Schools that defy the White House’s guidance would face potential loss of funding or federal lawsuits.
The lawsuit brought by Texas and states including Alabama, Georgia, Oklahoma, and Tennessee, targets various federal memos and statements that served as the foundation for the administration’s position that the Title IX of the U.S. Education Amendments of 1972 federal ban on sex discrimination encompasses gender identity discrimination. The administration charges that transgender people should be allowed to use restrooms consistent with their gender identity.
The administration overstepped its authority in issuing the statement in violation of both the Administrative Procedure Act and the Constitution, according to the states challenging the guidance.
A nearly identical lawsuit challenging the White House’s policy was filed recently by the state of Nebraska. That lawsuit was joined by Arkansas, Kansas, Michigan, Montana, North Dakota, Ohio, South Carolina, South Dakota, and Wyoming.
U.S. District Judge Reed O’Connor wrote that the administration failed to engage in the proper administrative rule making process when directing schools to not discriminate against transgender students in access to restrooms and facilities.
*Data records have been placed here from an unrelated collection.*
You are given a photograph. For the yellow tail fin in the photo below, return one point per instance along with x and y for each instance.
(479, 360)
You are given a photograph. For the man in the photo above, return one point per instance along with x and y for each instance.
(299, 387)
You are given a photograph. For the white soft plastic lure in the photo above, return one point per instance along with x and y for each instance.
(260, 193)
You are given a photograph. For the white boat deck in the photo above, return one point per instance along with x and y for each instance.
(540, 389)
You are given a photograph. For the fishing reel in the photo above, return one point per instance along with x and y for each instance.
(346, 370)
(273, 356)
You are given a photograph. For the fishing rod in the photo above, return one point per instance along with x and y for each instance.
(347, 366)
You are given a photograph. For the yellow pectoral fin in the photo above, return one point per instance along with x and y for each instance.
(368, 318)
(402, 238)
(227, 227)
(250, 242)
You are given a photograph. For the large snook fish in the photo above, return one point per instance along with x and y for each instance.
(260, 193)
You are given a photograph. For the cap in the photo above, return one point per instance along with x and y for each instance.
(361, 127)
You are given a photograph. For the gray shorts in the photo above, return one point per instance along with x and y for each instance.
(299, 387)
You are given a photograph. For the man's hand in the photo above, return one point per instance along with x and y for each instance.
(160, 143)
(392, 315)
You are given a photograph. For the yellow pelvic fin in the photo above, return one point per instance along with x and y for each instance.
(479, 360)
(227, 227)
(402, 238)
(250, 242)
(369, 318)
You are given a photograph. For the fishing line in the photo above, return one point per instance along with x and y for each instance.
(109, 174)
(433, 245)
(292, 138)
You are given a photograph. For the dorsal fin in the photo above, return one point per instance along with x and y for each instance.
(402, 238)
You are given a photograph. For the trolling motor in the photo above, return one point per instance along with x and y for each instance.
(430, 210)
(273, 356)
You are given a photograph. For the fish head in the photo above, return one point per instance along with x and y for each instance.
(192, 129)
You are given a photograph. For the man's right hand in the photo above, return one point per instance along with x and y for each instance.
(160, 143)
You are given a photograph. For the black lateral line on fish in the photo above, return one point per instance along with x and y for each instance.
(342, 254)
The ruling, O’Connor wrote, was not a decision on the merits of the administration’s policy, but rather whether it followed the correct procedure in crafting it.
“This case presents the difficult issue of balancing the protection of students’ rights and that of personal privacy when using school bathrooms, locker rooms, showers, and other intimate facilities, while ensuring that no student is unnecessarily marginalized while attending school,” O’Connor said in his ruling. “The resolution of this difficult policy issue is not, however, the subject of this order.”
Sunday’s ruling comes shortly after the Supreme Court put on hold a federal appeals court ruling ordering a Virginia county school board to allow a transgender student access to the restroom that aligned with his gender identity.